Few men in their 50s would have been able and willing to dramatically remake their life's priorities in this way, but Vismara set out on his new journey without looking back. He felt he had no choice. He'd decided to find a cure for his son.

When Mark was diagnosed in the mid-1990s, no one knew what caused autism. A hodgepodge of symptoms defined this disorder without a cure. Autism could not have been more different from the diseases Vismara healed every day as an interventionist cardiologist, using highly technical procedures like cardiac catheterization, stents and angioplasty. That difference threw him for a loop. . .

Autism took over the lives of Vismara, his wife, their young daughter and his two teenage daughters from a first marriage. It also isolated them in important ways.
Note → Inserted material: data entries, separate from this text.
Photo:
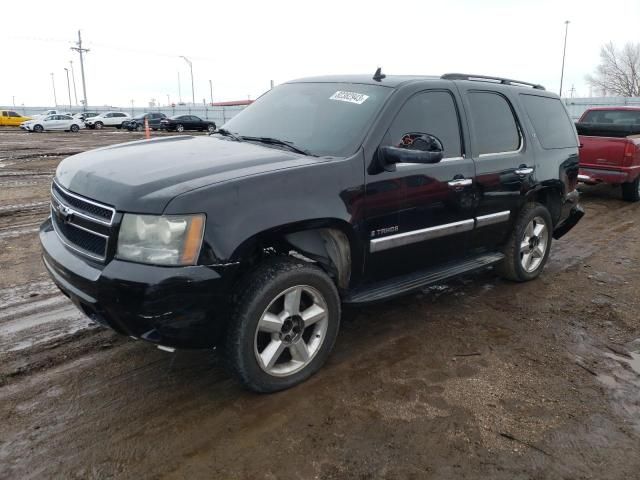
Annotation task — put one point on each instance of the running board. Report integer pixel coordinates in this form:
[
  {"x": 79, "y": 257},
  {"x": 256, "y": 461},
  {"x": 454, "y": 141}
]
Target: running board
[{"x": 414, "y": 281}]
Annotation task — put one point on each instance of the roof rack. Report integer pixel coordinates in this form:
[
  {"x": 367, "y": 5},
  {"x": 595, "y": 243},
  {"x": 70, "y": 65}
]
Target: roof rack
[{"x": 486, "y": 78}]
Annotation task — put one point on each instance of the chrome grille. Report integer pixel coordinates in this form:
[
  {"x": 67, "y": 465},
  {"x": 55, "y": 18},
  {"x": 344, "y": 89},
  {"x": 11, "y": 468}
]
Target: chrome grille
[{"x": 81, "y": 224}]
In those early years, Vismara imagined that he was the only dad who took his son to the zoo in Land Park not to see the animals but for the chance it might offer for Mark to interact with other children. Embarrassment led Vismara to turn quickly down an aisle in the supermarket if he spotted friends or patients when Mark was having a bad day. At work, Vismara invented stories to explain to co-workers the bite marks that covered the backs of his hands from Mark's aggressive frustration.

By the time Mark was 2 years old, strangers were coming and going in the Vismara family's home to provide treatment. The standard then was ABA - applied behavioral analysis - a strategy based on continuously rewarding appropriate behavior. The recommendation was for 35 hours of treatment a week; so figuring more had to be better, Mark had 50. Mark and his family traveled to Santa Barbara for treatment and tried an array of regimens, including dietary interventions and nutritional supplements, physical and occupational therapy, extensive medical evaluations and consultations with specialists, video monitoring and hospitalizations for assessments.

Vismara wanted more than a roulette spin of unproven treatments. . .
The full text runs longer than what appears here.